Reputation: 113
I have deployed a 3-node AWS ElasticMapReduce cluster bootstrapped with Apache Spark. From my local machine, I can access the master node by SSH:
ssh -i <key> [email protected]
Once ssh'd into the master node, I can access PySpark via pyspark
.
Additionally, (although insecure) I have configured my master node's security group to accept TCP traffic from my local machine's IP address specifically on port 7077
.
However, I am still unable to connect my local PySpark instance to my cluster:
MASTER=spark://ec2-master-node-public-address:7077 ./bin/pyspark
The above command results in a number of exceptions and causes PySpark to unable to initialize a SparkContext object.

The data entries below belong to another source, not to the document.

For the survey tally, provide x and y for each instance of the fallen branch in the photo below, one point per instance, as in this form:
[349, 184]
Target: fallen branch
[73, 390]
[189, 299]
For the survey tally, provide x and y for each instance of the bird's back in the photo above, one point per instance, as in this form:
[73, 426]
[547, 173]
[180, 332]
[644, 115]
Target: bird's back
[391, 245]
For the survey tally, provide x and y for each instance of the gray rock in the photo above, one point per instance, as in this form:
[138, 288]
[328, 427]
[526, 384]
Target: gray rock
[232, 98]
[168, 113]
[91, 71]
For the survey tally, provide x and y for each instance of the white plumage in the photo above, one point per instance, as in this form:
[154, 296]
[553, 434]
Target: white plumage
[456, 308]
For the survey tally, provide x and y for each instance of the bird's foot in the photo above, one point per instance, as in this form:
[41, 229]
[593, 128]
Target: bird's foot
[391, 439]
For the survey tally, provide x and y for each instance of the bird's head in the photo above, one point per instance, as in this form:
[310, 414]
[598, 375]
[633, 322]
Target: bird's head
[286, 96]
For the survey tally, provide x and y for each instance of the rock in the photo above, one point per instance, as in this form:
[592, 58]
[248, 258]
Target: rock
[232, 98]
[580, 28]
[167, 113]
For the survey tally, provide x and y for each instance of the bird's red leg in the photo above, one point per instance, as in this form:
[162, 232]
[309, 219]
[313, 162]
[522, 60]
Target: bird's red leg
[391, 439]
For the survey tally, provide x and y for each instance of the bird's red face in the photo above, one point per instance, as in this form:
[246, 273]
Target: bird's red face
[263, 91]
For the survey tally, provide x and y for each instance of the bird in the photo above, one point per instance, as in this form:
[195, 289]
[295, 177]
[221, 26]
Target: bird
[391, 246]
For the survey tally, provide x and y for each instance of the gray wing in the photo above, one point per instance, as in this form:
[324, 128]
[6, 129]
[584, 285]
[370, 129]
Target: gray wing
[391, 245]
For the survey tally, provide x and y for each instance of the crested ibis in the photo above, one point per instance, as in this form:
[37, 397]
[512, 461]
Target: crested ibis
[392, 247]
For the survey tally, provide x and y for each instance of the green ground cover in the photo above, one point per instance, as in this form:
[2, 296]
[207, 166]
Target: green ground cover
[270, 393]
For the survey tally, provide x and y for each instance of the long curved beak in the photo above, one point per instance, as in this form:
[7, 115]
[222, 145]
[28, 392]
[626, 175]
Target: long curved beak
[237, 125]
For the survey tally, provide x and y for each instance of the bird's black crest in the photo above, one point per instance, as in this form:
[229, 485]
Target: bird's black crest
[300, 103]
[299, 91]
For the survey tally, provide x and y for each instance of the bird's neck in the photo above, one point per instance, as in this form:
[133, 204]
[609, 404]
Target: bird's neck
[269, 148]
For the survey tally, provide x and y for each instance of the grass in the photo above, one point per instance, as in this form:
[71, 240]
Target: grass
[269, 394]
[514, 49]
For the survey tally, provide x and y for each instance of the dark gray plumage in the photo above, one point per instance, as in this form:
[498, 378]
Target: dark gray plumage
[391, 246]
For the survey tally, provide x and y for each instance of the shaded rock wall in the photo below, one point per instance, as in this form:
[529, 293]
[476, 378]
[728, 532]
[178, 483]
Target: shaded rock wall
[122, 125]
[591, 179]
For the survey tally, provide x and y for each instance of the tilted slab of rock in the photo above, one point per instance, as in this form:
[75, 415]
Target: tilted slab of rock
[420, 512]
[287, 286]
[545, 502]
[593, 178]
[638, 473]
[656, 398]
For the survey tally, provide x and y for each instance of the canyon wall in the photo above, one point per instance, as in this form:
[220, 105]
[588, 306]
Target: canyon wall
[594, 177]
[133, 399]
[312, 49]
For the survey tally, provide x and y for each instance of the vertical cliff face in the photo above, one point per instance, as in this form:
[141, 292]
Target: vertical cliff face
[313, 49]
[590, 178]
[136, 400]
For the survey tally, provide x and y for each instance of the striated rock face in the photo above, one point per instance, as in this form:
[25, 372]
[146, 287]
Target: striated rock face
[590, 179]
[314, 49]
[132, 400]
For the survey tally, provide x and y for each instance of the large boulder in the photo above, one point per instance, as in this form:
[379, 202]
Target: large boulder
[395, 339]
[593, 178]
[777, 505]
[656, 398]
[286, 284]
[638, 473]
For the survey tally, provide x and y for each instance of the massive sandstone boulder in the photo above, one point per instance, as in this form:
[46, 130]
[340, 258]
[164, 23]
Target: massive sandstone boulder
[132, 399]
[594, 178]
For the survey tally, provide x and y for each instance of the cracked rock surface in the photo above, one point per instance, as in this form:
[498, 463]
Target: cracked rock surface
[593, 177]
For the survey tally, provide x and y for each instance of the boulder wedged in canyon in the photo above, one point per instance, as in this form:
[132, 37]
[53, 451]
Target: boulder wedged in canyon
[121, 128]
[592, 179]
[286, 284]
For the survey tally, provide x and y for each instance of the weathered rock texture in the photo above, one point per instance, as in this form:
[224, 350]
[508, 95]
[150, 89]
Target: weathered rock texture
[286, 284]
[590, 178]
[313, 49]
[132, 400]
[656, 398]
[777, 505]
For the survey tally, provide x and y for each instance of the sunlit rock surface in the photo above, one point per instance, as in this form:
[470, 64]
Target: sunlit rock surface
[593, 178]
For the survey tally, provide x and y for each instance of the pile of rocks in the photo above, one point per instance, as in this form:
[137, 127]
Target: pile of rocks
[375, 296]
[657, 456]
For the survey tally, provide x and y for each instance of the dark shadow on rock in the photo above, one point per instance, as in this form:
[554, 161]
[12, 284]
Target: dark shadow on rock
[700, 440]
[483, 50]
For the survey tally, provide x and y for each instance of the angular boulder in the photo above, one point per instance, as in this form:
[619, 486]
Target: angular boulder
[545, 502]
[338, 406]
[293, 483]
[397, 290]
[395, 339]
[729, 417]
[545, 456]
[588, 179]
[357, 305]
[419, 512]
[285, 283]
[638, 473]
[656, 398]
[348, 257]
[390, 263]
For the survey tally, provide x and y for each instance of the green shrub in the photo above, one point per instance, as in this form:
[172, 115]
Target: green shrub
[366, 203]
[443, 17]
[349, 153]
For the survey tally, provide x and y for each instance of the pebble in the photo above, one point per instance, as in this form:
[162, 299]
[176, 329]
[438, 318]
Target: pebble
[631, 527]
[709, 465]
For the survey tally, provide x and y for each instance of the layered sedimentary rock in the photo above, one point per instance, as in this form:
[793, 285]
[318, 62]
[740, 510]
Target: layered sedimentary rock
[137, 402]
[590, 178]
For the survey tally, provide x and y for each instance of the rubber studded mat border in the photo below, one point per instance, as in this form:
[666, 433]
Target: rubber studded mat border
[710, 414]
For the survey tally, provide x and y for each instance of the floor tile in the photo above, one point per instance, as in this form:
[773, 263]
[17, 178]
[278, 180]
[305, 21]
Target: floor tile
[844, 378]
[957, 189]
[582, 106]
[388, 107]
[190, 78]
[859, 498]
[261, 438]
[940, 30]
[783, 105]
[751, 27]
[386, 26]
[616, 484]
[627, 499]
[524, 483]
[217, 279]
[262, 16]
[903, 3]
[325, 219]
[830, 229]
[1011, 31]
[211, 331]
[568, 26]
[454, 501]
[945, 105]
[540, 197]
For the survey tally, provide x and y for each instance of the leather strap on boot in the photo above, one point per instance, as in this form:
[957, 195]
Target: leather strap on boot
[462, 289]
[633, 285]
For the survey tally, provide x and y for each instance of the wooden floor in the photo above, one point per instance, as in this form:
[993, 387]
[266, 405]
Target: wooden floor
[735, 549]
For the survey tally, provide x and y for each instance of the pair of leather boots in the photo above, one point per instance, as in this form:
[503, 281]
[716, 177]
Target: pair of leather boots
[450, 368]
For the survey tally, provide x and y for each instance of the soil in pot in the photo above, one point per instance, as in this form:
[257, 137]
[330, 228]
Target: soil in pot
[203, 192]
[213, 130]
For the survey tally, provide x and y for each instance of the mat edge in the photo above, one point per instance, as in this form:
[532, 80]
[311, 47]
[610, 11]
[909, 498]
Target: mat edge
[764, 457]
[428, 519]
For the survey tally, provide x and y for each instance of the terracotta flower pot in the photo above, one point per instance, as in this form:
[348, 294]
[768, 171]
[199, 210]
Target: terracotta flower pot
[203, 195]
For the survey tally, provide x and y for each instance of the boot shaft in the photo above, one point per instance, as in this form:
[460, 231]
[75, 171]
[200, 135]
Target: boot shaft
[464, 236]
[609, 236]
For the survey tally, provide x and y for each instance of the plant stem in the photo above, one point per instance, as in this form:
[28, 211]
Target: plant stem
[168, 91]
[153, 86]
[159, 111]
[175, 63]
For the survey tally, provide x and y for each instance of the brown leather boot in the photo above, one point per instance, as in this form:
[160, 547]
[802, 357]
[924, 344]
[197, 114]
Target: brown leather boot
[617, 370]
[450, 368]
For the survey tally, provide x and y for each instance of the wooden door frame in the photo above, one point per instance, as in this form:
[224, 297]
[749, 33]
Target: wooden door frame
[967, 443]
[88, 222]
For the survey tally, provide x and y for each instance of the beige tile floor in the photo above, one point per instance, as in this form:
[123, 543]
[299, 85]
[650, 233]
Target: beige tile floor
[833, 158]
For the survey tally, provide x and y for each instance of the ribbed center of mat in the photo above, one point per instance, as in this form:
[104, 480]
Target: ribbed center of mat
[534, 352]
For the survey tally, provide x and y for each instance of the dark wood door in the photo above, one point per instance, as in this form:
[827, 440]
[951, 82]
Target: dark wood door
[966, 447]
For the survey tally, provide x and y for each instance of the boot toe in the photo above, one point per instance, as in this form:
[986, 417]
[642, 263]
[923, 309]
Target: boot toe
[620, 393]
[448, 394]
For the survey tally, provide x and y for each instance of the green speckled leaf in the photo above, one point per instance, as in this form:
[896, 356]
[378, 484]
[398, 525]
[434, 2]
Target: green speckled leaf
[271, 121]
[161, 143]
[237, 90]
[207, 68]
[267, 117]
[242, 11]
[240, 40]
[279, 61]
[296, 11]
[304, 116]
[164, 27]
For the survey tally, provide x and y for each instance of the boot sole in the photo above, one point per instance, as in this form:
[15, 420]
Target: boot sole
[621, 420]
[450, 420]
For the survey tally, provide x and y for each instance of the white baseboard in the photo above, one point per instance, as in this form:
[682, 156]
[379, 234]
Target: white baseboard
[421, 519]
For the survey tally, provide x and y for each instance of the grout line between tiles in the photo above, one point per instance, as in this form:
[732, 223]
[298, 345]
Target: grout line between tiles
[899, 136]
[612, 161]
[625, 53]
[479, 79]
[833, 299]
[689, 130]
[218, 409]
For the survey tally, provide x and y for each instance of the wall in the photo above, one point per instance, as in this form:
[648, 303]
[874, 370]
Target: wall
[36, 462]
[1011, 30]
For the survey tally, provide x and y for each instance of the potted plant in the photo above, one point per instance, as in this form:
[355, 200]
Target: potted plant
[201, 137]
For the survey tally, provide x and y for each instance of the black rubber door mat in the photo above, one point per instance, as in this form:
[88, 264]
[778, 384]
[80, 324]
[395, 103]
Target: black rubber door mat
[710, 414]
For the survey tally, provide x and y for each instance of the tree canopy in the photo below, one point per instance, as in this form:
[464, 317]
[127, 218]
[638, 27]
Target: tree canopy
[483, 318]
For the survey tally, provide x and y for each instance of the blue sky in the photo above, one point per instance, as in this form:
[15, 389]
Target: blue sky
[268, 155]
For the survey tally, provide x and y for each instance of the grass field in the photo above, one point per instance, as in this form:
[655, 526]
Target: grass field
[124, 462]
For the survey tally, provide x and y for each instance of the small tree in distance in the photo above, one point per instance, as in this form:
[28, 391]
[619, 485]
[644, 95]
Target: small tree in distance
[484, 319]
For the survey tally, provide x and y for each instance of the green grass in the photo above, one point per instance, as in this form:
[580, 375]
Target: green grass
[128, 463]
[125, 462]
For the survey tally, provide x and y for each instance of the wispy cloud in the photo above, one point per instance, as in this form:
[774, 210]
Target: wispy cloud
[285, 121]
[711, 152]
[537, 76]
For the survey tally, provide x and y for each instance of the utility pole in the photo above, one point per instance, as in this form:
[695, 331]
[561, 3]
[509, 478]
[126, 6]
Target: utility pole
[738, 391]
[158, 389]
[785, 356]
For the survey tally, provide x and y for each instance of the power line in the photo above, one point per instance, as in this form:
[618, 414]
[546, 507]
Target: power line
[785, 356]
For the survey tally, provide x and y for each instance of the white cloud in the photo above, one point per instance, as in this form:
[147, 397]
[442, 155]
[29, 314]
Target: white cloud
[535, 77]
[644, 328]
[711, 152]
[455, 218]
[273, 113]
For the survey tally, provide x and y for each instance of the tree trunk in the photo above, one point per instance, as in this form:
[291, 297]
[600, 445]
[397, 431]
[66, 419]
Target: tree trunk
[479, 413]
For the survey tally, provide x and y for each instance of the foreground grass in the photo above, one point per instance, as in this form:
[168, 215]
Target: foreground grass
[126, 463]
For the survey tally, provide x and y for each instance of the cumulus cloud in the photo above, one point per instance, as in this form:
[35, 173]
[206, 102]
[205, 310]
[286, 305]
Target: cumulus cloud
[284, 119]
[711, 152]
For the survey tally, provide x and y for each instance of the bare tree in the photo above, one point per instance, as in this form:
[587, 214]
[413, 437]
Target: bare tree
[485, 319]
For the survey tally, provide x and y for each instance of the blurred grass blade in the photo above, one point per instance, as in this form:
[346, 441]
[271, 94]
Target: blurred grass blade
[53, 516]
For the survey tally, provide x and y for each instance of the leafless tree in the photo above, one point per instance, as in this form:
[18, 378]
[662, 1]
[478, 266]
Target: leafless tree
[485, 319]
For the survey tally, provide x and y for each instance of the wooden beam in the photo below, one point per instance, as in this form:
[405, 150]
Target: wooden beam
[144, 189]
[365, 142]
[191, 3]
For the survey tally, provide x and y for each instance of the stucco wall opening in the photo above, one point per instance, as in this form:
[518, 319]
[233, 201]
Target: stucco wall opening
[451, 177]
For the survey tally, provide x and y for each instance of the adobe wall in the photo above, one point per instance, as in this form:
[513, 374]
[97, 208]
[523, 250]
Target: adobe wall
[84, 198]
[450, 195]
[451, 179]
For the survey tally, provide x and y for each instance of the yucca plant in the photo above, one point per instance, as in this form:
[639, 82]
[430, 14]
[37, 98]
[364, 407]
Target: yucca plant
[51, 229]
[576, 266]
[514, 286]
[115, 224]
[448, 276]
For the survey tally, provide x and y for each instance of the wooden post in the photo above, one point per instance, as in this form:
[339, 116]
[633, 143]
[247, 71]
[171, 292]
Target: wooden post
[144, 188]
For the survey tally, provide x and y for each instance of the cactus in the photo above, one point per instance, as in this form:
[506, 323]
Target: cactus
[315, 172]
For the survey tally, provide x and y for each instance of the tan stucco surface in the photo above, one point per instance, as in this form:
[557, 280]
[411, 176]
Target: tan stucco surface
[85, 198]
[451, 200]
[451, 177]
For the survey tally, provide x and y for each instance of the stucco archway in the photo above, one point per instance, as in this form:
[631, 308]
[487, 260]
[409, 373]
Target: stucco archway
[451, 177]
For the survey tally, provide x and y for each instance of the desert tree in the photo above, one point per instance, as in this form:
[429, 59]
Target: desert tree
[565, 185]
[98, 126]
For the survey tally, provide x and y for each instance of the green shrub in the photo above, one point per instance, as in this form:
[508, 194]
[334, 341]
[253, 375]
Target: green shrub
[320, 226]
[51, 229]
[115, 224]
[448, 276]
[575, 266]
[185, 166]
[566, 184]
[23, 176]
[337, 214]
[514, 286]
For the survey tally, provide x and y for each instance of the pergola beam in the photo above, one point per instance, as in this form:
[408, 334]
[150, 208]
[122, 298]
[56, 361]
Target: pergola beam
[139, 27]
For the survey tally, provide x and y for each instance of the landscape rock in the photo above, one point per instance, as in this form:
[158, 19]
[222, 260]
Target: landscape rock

Does anyone know how to successfully create a remote connection like the one I am describing above?
Upvotes: 11
Views: 2321
Reputation: 140
I have done something similar where in I connected the spark installed in an ec2 machine to the Master node of a Hadoop cluster.
Make sure the access from ec2 to Hadoop master node is properly configured
import os
from pyspark.sql import SparkSession
os.environ['HADOOP_CONF_DIR']='/etc/hadoop/hadoop/etc/hadoop'
os.environ['YARN_CONF_DIR']='/etc/hadoop/hadoop/etc/hadoop'
spark = SparkSession.builder \
.appName("MySparkApp") \
.master("yarn") \
.config("spark.hadoop.fs.defaultFS", "<master_ip>:9000") \
.config("spark.hadoop.yarn.resourcemanager.address", "<master_ip>:8040") \
.config("spark.hadoop.yarn.resourcemanager.scheduler.address", "<master_ip>:8030") \
.getOrCreate()
Upvotes: 0
Reputation: 40360
Unless your local machine is the master node for your cluster, you cannot do that. You won't be able to do that with AWS EMR.
Upvotes: -1